My younger self must have been insane to think that putting rv as the top choice when she was choosing schools was a good choice. It’s the last year already, and usually people start to get a bit nostalgic, but i’m still the same, hating where I’m stuck at. And today just confirmed it.
This whole series of lessons is so hypocritical. The school rules state that we can’t be in relationships (riiight… who does that any more? Is this even a JC? are we even 18 in the school’s eyes? Even the law says that we should be treated as adults already, and the school doesn’t even trust with our personal relationshps? Ridiculous). and yet, they are teaching us about marriage and all that crap, which is at least 5 years away. What gives??? there isn’t even the first step taken yet and you already want us to plan out who we would want to commit to for the rest of our lives?)
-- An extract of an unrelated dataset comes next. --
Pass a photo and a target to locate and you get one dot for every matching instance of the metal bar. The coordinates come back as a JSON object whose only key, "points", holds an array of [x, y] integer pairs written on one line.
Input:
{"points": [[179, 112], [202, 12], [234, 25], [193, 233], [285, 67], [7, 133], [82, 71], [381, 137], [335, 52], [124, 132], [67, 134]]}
Secondly, what the hell is with the questions LOL. What wedding song do you want? what kind of marriage do you want? Does it look like I have the time to sit around and draw up the ballroom that my wedding is going to be held in, decide the tablecloth colour and the kind of ambience I want?) Freaking ridiculous. What kind of marriage do I want?? Lol what if I don’t even want to get married ( okay I do) but what the hell why are you forcing me to tell you what I want in a relationship. Especially not to a room full of strangers. That’s just bullshit if you think I’m going to be open and spill my heart to the world. I’m sorry but you’re going to have to find some other clueless teenager to probe.
8 more months before I’m out. I can do this. I can do this.